Gee, he looks like he just saw Hitler. "Right there! I saw him! I swear I did! Over there! Look!". :yikes:

Did you tour the salt mines at Berchtesgaden? I hear those are supposed to be fun. I understand there isn't much to see if Hitler's old retreat.

-Peter


----------



## LarryN (Dec 24, 2001)

Spectre said:


> *Gee, he looks like he just saw Hitler. "Right there! I saw him! I swear I did! Over there! Look!". :yikes:
> 
> Did you tour the salt mines at Berchtesgaden? I hear those are supposed to be fun. I understand there isn't much to see if Hitler's old retreat.
> 
> -Peter *


LOL Peter...

I did the salt mine there last year. Actually the ones I went to are about 15 minutes from Salzburg, which is very close to Berchtesgarten as well. I went with my brother in law to the mines, as the girls and my daughters did the Sound of Music tour. It was pretty neat...

Beewang: Looks like your having a blast.. Don't tell your bro, but even though both cars are gorgeous, the blue top goes even better on your car... :thumbup:


----------



## Matthew330Ci (Sep 9, 2002)

cars look great! more pics of the new 5!!


----------



## cruztopless (Sep 23, 2002)

Looks great Bee! Thanks for sharing and looking forward to more pics.

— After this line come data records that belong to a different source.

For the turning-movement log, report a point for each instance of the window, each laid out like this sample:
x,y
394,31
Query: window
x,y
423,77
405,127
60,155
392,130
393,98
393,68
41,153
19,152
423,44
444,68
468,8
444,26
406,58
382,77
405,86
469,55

Have a safe trip and keep those pics coming!


----------



## jl5555 (Jan 28, 2003)

Mister Beewang,

Missed you by a day. Picked up my 330cic on Friday. Had an awesome drive up to Berlin over the weekend. Dropped the car at Harms on Monday.


----------



## jl5555 (Jan 28, 2003)

Here's the car:


----------



## jl5555 (Jan 28, 2003)

My interior:


----------



## jl5555 (Jan 28, 2003)

In Berlin:


----------



## hockeynut (Apr 14, 2002)

jl5555 said:


> *In Berlin: *


Did you go into the Checkpt Charlie museum? Amazing the ways that people tried to escape the East...

SteveH


----------



## beewang (Dec 18, 2001)

*Greetings from Berlin on May Day!!*

I am the biggest idiot in the world!! I am here in berlin on the day before May Day. After I checked into the Holiday Inn at Hombolt Park, a brief Q&A with the concierge revealed the "Holiday" that the Germans are having tomorrow. I have been forewarned to "protect my self" to morrow as the May Day protest is assured to bring violance in the Eastern Sector of the German Capital. :tsk: god d$%m I feel like an a$$

JL555, Yeah, I saw your plane taking off in MUC as my Lufthansa flight landed and taxi its way to the gates sorry i missed you man!!

Hockey nut, I will be going to the chck pt charle on Friday... and as for to morrow I am getting the F#ck away from that part of the town.:thumbup:

So here´s what we did today.... we picked up our POS rental car (Omega Opel wagon) and dropped the cars off at harms. I am such an idot (again!!) on all my trips it nevered dowend on me that bmw M division is also at Garsching (duh!!) so on my way towards the autobahn I decided to take a quick detour and stopped by the BMW palace:thumbup:


----------



## Jon Shafer (Dec 15, 2001)

:thumbup:


----------



## jl5555 (Jan 28, 2003)

New 5'er:


----------



## jl5555 (Jan 28, 2003)

More 5'er:


----------



## jl5555 (Jan 28, 2003)

I have to say I wasn't really bowled over by the new 5'er styling. It seemed a bit deconstructed to me. The bumpers sort of blend into the fascia in a way that seems odd.


----------



## mquetel (Jan 30, 2003)

Mystic blue is soooooo sweet. Congrats boyz! :thumbup: 

Thanks for the pics of the 5ers also. I going to have to defer judgement until I see one in person... pretty different.


----------



## Alex Baumann (Dec 19, 2001)

Congratulations Beewang & jl5555 :thumbup:

BTW, my car is right there in that building at the moment, getting assembled :bawling: :bawling:


----------



## Trevordog (Nov 24, 2002)

Hey Beewang - thanks for the daily write up - relax, enjoy and keep safe! I didn't see it so far, but did you get a chance to go to that Italian restaurant in Schwabing district? I copied the info from the thread.
---------------------------------------------------------------------------------
"The name of the great Italiam restaurant is: 

Bei Mario and is on Adelberstr. (near the Universitat U-bahn station) in Schwabing." 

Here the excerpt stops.